The doorbell rang, interrupting our entertainment of watching Eldon chase after a phantom. I noticed that Nate wasn’t about to help look. He was only too happy to stay away.

Nate opened the door, and Sam and Elise burst in, Sam carrying a six-pack of beer. “What’s going on?” Elise demanded.

“Mouse hunt,” Nate informed them.

“We brought drinks.” They brushed past the pizza girl and into the house, hurrying down the hall after Eldon.

Nate tipped for the pizza then took a big sniff as he carried it into the kitchen. “Perfect. I’m starved.”
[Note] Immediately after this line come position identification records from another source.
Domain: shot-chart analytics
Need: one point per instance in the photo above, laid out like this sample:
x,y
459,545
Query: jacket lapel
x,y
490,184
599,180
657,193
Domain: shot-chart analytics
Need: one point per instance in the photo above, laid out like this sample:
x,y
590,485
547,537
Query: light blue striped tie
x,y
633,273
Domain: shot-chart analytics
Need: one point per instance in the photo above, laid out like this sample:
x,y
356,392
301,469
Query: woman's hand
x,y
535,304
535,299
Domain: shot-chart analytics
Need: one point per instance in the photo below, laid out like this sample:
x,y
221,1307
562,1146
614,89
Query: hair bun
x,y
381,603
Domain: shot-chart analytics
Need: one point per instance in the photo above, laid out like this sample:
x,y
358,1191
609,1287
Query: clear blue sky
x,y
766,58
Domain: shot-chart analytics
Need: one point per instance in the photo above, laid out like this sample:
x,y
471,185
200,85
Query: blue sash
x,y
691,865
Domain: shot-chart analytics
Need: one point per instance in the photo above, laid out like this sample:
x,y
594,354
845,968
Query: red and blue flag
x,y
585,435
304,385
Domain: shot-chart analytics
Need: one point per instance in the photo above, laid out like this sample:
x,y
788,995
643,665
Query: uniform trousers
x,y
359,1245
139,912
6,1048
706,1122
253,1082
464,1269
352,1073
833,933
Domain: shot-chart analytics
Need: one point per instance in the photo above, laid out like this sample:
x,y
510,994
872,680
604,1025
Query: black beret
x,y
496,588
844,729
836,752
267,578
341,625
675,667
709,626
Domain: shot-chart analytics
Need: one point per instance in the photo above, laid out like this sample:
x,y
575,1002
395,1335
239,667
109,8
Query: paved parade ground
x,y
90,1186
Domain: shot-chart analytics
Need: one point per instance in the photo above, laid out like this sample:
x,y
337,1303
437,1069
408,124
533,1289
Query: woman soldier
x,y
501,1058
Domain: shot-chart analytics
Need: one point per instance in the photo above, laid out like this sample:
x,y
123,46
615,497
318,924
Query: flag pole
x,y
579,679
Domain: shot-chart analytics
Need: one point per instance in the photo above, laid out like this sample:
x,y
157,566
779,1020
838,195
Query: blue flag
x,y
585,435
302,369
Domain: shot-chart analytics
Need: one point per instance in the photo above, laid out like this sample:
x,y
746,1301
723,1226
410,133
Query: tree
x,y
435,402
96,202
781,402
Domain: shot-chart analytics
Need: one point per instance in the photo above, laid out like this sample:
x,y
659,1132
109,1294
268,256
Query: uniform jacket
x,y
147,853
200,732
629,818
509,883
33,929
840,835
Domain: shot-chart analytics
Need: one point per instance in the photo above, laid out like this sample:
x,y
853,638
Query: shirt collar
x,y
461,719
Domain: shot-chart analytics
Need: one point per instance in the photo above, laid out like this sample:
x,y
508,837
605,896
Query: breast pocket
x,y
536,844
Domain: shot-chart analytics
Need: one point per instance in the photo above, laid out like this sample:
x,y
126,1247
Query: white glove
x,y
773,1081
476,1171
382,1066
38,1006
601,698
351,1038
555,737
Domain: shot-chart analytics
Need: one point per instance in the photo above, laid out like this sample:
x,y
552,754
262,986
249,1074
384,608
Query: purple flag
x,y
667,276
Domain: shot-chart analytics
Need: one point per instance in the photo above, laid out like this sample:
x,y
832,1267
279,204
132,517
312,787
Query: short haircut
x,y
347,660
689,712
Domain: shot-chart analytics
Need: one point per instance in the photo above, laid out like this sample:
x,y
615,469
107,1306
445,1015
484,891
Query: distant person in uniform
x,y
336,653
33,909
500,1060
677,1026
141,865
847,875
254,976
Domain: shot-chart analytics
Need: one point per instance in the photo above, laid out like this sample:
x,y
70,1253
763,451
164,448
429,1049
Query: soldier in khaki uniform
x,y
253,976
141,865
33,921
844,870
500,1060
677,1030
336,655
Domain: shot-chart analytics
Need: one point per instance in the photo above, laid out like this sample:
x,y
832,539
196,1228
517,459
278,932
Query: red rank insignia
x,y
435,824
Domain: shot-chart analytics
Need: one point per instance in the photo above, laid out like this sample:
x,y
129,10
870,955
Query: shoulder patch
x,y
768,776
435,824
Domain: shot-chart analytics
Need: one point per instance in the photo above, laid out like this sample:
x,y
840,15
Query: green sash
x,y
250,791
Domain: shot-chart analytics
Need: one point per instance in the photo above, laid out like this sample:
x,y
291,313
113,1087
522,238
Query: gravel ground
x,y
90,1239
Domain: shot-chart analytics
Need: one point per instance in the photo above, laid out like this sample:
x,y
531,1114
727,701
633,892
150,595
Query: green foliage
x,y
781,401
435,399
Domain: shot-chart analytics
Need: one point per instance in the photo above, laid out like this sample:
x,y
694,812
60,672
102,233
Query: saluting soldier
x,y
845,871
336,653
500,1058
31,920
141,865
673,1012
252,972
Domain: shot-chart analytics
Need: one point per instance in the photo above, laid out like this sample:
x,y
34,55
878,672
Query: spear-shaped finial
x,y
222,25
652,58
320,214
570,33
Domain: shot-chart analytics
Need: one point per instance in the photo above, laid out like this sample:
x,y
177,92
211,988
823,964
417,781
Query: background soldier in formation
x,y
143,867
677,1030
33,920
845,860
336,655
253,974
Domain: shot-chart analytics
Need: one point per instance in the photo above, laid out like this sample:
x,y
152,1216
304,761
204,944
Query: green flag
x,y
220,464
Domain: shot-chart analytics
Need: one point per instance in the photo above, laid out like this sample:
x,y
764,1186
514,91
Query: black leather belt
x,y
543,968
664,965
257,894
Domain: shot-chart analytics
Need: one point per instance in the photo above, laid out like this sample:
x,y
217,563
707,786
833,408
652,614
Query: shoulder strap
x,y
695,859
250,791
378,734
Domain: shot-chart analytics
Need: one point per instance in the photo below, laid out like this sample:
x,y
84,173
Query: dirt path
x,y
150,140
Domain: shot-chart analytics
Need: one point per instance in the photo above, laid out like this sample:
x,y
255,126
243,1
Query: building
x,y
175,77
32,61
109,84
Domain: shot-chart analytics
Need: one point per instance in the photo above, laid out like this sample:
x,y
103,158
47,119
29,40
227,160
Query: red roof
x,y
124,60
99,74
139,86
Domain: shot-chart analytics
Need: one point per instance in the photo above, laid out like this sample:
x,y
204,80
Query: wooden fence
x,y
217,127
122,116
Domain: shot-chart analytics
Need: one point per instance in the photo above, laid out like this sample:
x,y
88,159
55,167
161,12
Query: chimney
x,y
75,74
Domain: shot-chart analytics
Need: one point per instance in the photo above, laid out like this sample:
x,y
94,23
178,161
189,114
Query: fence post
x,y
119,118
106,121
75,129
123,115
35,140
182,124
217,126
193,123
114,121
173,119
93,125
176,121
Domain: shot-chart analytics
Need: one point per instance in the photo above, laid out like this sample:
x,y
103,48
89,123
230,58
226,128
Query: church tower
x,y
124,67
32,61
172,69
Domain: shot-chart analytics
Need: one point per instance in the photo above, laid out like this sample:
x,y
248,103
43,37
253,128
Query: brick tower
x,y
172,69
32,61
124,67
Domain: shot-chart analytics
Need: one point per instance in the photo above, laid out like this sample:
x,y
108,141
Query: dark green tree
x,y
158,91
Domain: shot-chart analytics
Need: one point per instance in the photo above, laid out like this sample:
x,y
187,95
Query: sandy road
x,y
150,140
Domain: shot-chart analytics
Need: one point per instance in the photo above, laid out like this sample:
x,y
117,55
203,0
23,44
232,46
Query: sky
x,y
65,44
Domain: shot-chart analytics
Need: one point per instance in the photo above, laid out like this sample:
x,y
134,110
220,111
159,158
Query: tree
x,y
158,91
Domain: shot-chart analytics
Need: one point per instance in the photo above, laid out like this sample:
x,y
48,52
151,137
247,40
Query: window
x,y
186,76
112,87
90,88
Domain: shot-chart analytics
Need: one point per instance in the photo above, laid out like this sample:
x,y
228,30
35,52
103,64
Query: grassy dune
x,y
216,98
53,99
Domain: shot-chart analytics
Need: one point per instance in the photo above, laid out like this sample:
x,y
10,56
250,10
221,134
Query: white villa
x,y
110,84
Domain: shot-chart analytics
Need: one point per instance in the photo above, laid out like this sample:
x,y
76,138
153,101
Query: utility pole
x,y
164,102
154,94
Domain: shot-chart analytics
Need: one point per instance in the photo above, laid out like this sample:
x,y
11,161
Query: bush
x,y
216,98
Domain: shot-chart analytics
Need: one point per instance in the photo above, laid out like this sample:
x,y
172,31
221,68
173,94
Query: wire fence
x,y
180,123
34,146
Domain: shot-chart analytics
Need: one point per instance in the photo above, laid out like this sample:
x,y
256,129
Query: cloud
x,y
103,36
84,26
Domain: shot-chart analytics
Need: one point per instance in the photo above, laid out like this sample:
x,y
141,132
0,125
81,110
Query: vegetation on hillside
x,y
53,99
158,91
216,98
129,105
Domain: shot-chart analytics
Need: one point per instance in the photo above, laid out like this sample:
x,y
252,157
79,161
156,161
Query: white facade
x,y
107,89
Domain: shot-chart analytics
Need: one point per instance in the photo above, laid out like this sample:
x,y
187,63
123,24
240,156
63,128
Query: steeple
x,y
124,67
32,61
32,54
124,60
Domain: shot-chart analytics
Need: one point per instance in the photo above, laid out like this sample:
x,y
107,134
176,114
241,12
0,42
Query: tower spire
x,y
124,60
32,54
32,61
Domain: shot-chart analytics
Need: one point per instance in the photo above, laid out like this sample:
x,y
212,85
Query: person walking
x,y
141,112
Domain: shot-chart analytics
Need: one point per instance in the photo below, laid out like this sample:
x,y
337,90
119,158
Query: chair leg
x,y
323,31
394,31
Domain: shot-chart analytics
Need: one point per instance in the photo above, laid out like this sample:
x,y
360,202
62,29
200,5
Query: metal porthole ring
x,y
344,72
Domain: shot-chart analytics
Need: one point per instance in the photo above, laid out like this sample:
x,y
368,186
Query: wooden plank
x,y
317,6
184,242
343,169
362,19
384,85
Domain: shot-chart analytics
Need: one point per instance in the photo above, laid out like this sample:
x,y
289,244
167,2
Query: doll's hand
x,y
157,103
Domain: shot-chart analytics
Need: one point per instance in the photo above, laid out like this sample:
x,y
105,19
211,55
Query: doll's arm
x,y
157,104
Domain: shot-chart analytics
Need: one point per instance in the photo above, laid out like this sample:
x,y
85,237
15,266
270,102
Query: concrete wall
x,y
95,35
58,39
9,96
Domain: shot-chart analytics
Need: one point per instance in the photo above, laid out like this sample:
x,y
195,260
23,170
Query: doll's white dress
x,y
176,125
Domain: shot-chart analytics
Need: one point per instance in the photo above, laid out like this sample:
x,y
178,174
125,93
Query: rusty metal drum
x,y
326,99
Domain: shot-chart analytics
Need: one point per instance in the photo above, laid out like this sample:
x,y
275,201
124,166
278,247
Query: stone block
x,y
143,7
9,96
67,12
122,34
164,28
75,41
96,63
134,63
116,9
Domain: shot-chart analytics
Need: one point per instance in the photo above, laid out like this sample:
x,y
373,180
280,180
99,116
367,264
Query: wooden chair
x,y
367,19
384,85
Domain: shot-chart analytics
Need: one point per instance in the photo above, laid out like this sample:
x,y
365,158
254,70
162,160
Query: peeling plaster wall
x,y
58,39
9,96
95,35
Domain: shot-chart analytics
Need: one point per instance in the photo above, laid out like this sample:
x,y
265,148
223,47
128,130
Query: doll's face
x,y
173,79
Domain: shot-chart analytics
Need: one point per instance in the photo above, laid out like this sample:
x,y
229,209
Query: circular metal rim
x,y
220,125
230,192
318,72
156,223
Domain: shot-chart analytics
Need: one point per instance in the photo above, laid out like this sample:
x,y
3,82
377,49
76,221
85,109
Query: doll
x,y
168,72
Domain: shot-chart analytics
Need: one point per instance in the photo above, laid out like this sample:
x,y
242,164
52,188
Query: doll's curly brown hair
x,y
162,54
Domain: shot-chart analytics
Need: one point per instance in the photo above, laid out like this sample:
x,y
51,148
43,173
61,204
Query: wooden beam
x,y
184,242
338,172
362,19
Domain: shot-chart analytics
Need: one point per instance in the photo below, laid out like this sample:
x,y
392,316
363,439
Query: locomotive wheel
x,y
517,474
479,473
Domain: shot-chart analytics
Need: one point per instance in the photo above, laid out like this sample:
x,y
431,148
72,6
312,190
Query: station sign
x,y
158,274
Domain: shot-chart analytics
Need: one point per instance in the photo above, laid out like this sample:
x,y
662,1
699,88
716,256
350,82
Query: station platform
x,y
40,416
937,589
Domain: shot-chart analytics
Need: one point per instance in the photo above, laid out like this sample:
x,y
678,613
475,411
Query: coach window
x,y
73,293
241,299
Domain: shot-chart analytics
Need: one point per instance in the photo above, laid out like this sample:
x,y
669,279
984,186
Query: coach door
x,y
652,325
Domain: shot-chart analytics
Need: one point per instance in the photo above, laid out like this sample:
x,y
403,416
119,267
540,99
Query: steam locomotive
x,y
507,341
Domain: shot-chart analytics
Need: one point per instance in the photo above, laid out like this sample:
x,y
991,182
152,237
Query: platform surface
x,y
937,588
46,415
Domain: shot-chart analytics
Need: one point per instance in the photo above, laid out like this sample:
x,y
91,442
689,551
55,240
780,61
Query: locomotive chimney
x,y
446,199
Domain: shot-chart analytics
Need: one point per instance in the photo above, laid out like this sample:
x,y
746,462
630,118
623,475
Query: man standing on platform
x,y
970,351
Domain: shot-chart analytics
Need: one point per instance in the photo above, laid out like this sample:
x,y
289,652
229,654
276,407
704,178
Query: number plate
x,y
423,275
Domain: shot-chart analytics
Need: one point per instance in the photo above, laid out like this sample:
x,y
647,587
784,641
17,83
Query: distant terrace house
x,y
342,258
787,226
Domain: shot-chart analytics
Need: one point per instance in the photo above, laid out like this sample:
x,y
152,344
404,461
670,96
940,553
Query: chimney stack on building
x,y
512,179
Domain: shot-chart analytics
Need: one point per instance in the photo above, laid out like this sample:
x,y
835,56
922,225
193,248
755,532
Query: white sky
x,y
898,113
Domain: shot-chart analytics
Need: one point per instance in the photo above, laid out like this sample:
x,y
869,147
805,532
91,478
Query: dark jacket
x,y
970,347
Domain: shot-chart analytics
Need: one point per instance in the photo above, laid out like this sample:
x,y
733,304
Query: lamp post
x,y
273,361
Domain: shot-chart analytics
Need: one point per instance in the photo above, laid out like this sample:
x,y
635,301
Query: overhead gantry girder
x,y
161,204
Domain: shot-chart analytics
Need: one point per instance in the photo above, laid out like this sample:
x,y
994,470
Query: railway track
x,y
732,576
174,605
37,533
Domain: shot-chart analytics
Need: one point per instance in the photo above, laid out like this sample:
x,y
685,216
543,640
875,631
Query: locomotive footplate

“Me too!” Macey said as she set down the frying pan on the counter. “What kind did you get?”

“You already ate dinner,” Wren reminded her.

“But I’m hungry again.” They both shrugged, grabbed the pizza box from Nate, then took it into the living room. I grabbed a plate and threw a piece of pizza on it.

“This is what our future is going to be like, isn’t it?” Nate quietly asked, as if any of the other crazy people would overhear him.

“This is what our life is like now. We don’t even have to wait for that future.” I laughed.

“I’m just glad you’re a part of that future.”

How could he get away with being so romantic?